How is numeracy taught in a reception class?
Once your child is in a reception class, s/he will be working to the guidelines of the National Numeracy Strategy. Later in the school this will mean that about an hour each day is completely devoted to mathematics, but in a reception class this is very unlikely to be the case.
Your child will certainly do some number work everyday, but this will probably be a mixture of:
- whole class work
number rhymes and songs, counting, games, listening to number stories, learning and talking about number facts
- taught group work
working with other children and a teacher
- independent group work
working with other children alone or with a classroom assistant
In addition to games, practical activities and writing numbers, playful activities such as the sand tray, 'home corner' or construction toys are often used to introduce and practise number skills.
What sort of number work will my child be doing in Reception?
At the start of the reception year children work mostly with numbers to 10, although by the end of the year they will be able to talk about numbers to 20 and sometimes beyond.

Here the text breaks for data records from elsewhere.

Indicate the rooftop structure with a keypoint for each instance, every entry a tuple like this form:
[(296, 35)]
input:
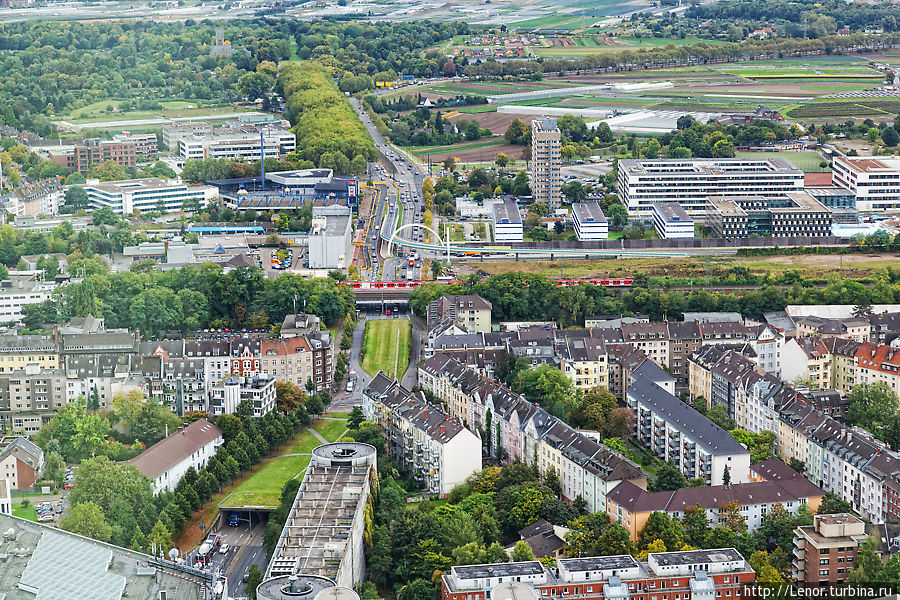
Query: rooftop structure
[(671, 221), (45, 563), (324, 529), (689, 182)]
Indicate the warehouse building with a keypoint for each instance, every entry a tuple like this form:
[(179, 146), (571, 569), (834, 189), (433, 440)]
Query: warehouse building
[(690, 182), (798, 214), (671, 221), (590, 222)]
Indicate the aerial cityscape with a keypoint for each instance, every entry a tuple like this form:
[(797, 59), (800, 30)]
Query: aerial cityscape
[(465, 300)]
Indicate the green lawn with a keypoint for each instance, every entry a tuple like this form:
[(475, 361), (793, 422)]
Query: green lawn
[(808, 161), (386, 346), (26, 513), (330, 430), (263, 488)]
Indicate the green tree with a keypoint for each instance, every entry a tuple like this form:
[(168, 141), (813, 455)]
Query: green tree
[(522, 552), (86, 518)]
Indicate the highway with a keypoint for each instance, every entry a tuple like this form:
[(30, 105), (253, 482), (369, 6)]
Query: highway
[(399, 203)]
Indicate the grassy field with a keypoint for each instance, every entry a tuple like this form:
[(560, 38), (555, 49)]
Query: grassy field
[(263, 486), (386, 346), (808, 162)]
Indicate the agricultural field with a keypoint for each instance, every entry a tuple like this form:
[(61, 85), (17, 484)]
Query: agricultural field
[(386, 346)]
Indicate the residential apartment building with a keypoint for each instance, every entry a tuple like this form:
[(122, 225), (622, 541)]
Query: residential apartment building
[(825, 552), (590, 222), (545, 161), (676, 433), (720, 573), (473, 313), (228, 394), (874, 181), (92, 152), (690, 182), (145, 195), (631, 506), (21, 462), (433, 447), (191, 446)]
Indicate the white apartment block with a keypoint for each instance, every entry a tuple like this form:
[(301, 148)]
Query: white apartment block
[(590, 222), (276, 142), (675, 432), (507, 222), (145, 195), (690, 181), (546, 161), (875, 181), (438, 451)]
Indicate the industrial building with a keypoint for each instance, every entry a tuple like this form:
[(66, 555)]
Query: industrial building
[(507, 222), (691, 181), (590, 222), (797, 214), (874, 181), (144, 195), (700, 574), (671, 221), (545, 161), (330, 240), (323, 534)]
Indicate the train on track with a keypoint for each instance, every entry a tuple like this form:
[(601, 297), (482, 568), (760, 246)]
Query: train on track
[(406, 285)]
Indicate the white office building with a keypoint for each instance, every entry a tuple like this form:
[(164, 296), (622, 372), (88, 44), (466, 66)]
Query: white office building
[(507, 222), (671, 221), (690, 181), (144, 195), (590, 222), (241, 145), (875, 181)]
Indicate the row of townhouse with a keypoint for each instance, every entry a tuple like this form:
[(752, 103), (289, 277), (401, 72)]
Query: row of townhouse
[(41, 373), (631, 506), (433, 447), (589, 356), (715, 574), (847, 461), (519, 430)]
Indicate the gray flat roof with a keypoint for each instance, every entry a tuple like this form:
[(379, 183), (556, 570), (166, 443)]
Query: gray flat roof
[(499, 570), (598, 563), (588, 212), (691, 557), (671, 212), (507, 212), (688, 421)]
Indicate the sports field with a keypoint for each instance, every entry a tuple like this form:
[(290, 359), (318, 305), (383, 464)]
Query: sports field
[(386, 346)]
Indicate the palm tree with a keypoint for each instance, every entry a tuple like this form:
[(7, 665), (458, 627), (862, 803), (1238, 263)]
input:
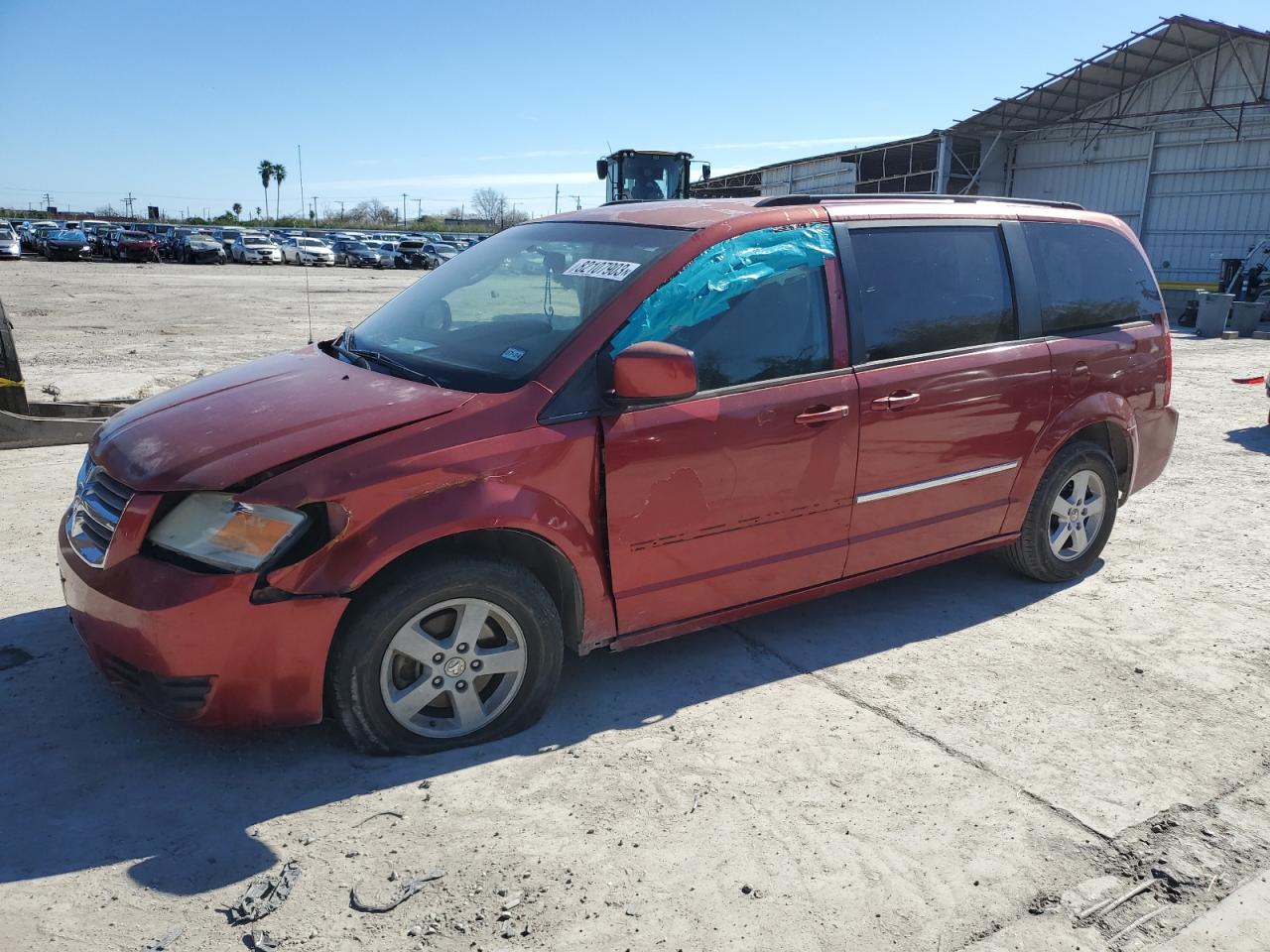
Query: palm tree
[(266, 169), (280, 173)]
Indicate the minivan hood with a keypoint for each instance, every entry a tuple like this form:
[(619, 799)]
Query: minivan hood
[(225, 428)]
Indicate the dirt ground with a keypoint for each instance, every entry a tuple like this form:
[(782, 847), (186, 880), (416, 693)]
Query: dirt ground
[(957, 760)]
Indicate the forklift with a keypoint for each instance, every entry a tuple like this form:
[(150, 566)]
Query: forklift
[(644, 176)]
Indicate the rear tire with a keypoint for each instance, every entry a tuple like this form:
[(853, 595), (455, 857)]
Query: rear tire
[(1071, 516), (391, 694)]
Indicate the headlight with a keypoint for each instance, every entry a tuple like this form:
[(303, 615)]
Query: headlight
[(214, 529)]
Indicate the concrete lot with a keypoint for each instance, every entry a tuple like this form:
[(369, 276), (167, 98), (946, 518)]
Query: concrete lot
[(957, 760)]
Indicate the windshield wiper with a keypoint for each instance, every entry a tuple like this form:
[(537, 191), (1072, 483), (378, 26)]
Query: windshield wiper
[(343, 344)]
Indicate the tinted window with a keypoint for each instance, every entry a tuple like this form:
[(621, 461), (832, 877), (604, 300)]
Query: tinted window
[(751, 308), (931, 289), (1088, 277)]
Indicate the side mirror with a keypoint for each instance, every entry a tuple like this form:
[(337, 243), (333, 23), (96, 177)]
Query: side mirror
[(653, 371)]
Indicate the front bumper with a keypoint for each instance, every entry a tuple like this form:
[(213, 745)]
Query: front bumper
[(191, 645)]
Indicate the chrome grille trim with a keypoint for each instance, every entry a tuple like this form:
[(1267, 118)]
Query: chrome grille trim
[(94, 515)]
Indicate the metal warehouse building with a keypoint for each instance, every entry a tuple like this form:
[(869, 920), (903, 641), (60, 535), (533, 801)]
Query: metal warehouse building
[(1169, 130)]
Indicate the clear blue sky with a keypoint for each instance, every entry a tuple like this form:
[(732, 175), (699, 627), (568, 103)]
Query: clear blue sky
[(178, 102)]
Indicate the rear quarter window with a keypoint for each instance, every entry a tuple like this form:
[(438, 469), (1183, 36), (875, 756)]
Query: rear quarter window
[(1088, 277)]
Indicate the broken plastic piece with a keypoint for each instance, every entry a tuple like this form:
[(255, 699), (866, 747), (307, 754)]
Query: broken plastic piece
[(263, 896), (166, 942), (408, 890)]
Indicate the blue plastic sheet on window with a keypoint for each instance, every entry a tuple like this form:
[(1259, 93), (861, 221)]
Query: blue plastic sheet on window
[(734, 267)]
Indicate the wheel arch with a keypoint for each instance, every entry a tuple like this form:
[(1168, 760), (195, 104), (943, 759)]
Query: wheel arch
[(544, 560), (1105, 419)]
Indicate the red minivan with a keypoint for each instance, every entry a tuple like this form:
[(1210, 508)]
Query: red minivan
[(610, 428)]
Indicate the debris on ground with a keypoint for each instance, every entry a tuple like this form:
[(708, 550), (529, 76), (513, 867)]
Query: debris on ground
[(263, 896), (166, 942), (12, 656), (373, 816), (408, 890)]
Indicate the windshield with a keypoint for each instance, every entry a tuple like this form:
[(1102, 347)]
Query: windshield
[(492, 317)]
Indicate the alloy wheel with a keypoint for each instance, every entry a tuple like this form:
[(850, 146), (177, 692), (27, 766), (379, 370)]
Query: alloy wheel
[(1076, 516), (453, 667)]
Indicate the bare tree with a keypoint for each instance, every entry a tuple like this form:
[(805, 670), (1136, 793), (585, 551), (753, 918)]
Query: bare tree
[(372, 212), (489, 203)]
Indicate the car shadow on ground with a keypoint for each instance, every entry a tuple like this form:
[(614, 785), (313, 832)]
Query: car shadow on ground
[(1255, 438), (91, 780)]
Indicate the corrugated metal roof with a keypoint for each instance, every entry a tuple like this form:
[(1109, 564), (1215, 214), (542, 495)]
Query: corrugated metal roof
[(1114, 72)]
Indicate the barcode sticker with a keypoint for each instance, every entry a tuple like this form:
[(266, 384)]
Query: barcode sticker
[(599, 268)]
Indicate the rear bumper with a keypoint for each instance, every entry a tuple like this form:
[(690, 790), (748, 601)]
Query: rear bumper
[(193, 647), (1157, 429)]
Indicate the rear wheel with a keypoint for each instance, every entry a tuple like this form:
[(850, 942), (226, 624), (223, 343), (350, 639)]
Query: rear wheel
[(445, 655), (1071, 516)]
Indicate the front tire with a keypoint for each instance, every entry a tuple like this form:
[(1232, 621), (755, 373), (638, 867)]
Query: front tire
[(1071, 516), (444, 655)]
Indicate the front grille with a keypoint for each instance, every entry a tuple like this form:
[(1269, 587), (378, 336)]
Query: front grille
[(182, 698), (94, 513)]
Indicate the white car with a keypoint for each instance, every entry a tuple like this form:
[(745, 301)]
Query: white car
[(305, 250), (255, 249)]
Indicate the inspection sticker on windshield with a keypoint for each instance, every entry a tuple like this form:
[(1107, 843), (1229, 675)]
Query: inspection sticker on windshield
[(599, 268)]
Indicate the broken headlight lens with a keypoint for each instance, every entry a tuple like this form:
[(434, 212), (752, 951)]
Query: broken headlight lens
[(217, 530)]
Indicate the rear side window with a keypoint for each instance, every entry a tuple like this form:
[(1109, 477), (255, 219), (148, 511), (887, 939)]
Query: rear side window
[(1088, 277), (931, 289)]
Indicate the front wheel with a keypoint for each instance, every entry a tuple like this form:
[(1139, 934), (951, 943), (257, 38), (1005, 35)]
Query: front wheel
[(445, 655), (1071, 516)]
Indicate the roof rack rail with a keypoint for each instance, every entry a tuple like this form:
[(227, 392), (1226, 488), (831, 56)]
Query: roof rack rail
[(908, 197)]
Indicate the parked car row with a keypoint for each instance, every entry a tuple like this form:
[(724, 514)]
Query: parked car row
[(190, 244)]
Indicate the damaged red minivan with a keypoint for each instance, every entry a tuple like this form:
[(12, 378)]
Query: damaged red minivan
[(610, 428)]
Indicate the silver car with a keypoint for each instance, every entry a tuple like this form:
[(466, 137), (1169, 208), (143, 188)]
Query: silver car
[(307, 250), (252, 248)]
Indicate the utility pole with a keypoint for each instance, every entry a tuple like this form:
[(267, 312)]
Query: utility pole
[(300, 163)]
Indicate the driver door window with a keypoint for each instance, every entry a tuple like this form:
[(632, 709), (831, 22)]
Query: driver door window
[(751, 308)]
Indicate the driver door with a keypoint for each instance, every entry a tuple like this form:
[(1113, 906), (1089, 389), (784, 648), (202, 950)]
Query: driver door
[(744, 490)]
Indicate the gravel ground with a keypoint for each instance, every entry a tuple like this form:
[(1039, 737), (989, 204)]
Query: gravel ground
[(957, 760)]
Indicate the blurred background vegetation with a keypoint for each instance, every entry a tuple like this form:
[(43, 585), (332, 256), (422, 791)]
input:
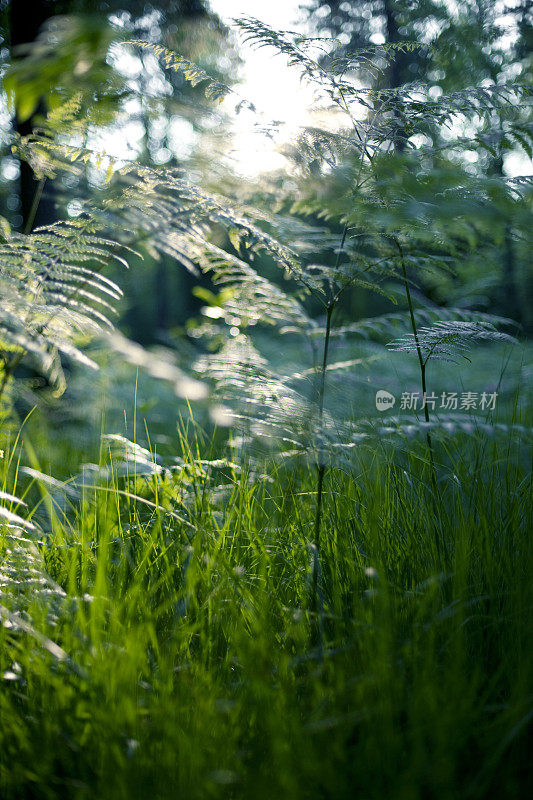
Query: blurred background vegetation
[(134, 109)]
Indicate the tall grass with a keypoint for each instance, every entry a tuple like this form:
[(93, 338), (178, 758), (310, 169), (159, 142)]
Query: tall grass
[(188, 662)]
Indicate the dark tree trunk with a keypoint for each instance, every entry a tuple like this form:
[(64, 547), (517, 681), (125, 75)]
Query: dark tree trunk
[(37, 207)]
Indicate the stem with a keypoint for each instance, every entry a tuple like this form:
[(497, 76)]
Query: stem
[(321, 393), (34, 206), (422, 362)]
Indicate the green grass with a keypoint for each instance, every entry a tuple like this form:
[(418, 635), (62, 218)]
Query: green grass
[(193, 668)]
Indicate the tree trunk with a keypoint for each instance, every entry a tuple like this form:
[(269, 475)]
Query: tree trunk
[(26, 19)]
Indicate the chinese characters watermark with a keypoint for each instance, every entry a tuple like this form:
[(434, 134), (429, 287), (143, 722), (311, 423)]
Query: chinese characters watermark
[(446, 401)]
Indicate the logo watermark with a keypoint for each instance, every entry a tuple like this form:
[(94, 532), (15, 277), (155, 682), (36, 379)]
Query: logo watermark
[(384, 400), (446, 401)]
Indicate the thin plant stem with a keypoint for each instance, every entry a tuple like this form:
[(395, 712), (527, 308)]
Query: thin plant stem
[(423, 365)]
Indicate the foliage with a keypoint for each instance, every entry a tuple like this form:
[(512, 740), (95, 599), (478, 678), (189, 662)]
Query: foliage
[(211, 621)]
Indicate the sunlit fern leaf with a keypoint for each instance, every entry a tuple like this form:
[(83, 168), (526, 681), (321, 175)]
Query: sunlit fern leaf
[(195, 75), (449, 340)]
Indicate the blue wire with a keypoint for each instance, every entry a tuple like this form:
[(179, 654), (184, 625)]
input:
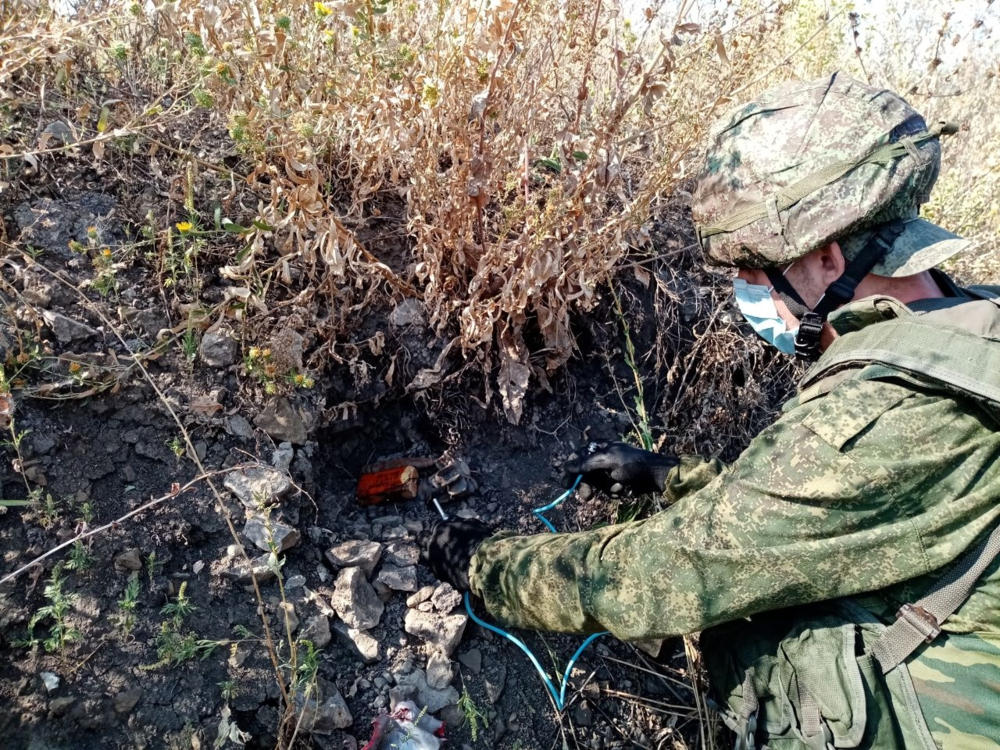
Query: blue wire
[(558, 697)]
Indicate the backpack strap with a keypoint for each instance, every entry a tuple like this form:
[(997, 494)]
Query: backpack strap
[(932, 352), (961, 361), (920, 623)]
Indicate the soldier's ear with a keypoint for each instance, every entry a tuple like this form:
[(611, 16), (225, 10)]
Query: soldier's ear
[(831, 263)]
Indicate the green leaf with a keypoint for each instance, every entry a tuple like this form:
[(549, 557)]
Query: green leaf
[(552, 165)]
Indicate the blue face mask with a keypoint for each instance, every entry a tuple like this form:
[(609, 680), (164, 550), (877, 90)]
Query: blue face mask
[(757, 306)]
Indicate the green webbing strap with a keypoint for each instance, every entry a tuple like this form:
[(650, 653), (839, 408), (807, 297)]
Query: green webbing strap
[(789, 196), (955, 358), (945, 354)]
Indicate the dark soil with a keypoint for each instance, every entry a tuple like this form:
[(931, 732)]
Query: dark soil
[(101, 442)]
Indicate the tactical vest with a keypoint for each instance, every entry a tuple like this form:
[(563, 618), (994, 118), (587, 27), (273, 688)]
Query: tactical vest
[(828, 675)]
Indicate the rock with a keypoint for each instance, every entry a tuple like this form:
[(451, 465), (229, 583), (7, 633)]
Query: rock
[(129, 560), (125, 701), (583, 714), (238, 426), (420, 597), (317, 631), (395, 532), (409, 312), (282, 457), (66, 329), (59, 706), (402, 554), (283, 536), (439, 670), (51, 224), (399, 579), (283, 422), (355, 601), (219, 348), (364, 646), (452, 716), (472, 659), (495, 681), (431, 698), (325, 712), (442, 631), (259, 566), (445, 598), (257, 485), (360, 553), (286, 611)]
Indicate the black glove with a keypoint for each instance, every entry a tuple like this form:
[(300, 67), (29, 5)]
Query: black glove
[(447, 549), (619, 469)]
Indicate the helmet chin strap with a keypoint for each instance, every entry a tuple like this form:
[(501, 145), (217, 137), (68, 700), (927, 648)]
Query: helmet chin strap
[(841, 291)]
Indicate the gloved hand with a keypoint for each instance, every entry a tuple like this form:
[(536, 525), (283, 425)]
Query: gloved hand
[(448, 547), (619, 469)]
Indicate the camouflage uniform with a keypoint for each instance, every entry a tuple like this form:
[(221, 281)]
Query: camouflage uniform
[(850, 505)]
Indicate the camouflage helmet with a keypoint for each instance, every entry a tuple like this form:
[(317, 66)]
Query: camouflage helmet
[(810, 162)]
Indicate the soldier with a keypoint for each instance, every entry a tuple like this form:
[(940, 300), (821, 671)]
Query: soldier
[(843, 569)]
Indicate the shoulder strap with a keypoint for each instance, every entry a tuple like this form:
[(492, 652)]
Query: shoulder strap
[(920, 623), (934, 352), (960, 360)]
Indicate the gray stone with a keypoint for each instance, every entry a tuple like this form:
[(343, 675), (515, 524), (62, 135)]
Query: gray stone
[(364, 646), (66, 329), (355, 601), (238, 426), (409, 312), (360, 553), (283, 422), (472, 660), (441, 631), (324, 712), (257, 485), (426, 696), (445, 598), (398, 579), (259, 567), (439, 670), (219, 348), (402, 554), (420, 597), (583, 714), (282, 457), (59, 706), (394, 533), (125, 701), (317, 631), (129, 560), (51, 224), (284, 536)]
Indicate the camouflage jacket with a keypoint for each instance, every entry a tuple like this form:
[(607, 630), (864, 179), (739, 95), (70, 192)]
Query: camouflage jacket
[(865, 489)]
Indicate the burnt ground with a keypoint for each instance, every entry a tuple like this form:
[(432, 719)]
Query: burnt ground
[(92, 440)]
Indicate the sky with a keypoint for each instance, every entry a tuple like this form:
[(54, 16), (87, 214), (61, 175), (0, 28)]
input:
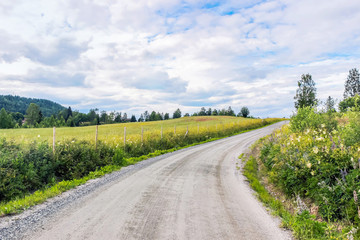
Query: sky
[(160, 55)]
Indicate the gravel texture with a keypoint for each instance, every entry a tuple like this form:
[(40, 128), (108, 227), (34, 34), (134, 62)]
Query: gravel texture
[(193, 193)]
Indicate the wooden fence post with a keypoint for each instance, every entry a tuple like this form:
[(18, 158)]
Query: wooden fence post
[(124, 138), (54, 139), (96, 135), (142, 134), (187, 131)]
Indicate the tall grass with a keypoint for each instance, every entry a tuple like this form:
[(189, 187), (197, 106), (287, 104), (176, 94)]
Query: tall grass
[(28, 166)]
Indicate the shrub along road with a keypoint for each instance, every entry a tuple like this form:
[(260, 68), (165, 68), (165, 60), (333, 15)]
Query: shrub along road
[(195, 193)]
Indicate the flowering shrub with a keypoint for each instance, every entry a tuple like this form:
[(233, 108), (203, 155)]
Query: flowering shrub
[(312, 161)]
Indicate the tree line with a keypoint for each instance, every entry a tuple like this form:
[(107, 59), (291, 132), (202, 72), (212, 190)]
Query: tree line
[(306, 93), (69, 118)]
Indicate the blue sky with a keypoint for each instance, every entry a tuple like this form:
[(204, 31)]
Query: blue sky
[(161, 55)]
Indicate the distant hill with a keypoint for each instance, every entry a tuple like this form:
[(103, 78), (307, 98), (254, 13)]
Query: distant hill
[(20, 104)]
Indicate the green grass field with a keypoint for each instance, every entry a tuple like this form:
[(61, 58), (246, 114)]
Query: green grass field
[(114, 133)]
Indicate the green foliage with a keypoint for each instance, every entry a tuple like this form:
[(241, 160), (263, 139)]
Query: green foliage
[(350, 104), (6, 120), (317, 159), (352, 84), (33, 114), (25, 169), (306, 92), (304, 225), (244, 112), (20, 104), (177, 113), (330, 105), (305, 118)]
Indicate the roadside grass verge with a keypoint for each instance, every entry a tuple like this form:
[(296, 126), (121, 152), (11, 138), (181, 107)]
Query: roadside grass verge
[(303, 225), (19, 204)]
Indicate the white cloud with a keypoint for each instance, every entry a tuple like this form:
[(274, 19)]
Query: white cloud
[(161, 55)]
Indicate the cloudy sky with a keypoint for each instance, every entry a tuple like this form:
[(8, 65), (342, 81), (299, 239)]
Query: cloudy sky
[(133, 56)]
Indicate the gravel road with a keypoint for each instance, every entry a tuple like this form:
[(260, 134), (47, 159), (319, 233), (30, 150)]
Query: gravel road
[(194, 193)]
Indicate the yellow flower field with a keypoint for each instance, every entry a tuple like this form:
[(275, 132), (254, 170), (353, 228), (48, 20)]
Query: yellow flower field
[(114, 133)]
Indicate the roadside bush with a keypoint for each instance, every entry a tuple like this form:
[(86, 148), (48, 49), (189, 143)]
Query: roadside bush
[(25, 169), (316, 159)]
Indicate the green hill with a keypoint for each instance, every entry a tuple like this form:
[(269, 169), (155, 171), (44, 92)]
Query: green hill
[(20, 104)]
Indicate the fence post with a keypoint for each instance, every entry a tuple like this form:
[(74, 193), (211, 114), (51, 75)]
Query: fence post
[(96, 135), (142, 134), (124, 138), (54, 139)]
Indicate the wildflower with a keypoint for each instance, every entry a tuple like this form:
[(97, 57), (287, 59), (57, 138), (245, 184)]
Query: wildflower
[(355, 196), (316, 149)]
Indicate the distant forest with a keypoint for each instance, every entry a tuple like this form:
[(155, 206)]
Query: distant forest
[(22, 112), (20, 104)]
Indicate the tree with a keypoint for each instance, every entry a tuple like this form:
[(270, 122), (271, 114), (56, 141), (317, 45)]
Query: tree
[(202, 112), (103, 116), (33, 114), (306, 93), (330, 104), (6, 120), (152, 116), (350, 103), (352, 84), (70, 122), (117, 117), (244, 112), (146, 116), (177, 113)]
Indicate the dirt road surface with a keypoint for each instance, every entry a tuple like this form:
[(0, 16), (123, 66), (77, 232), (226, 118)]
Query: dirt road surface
[(196, 193)]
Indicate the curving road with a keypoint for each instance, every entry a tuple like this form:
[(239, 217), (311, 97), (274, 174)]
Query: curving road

Understanding the sequence of numbers is one of the most important building blocks of mathematics, and so children in reception classes spend a great deal of time counting, ordering and reciting numbers, and learning to recognise them as both numerals and words.
Children at this age begin to learn to add by bringing groups of objects together and counting the total, or by 'counting on'. Similarly they will learn to subtract by splitting up groups of objects or by 'counting back'.
Most of this work will be practical, and you will notice that your child does much less written number work than you may remember doing yourself at the same age.
What is important is that children talk about their learning and ideas, developing a 'mathematical vocabulary' and a solid understanding of the number system.
Helping your child
- Help your child to practise counting through singing, rhymes and games, and to develop an awareness of numbers in everyday experiences. ( See section on Things to do at Home)
- Choose a time to practise numbers when your child is not feeling tired or reluctant. Mornings can be a better time than after school
- Short but frequent times, (five or ten minutes), spent together enjoying activities which practise number skills are the best way of helping young children to become confident mathematicians.
- Give plenty of praise and encouragement and always consult your child's teacher if there appear to be any particular difficulties.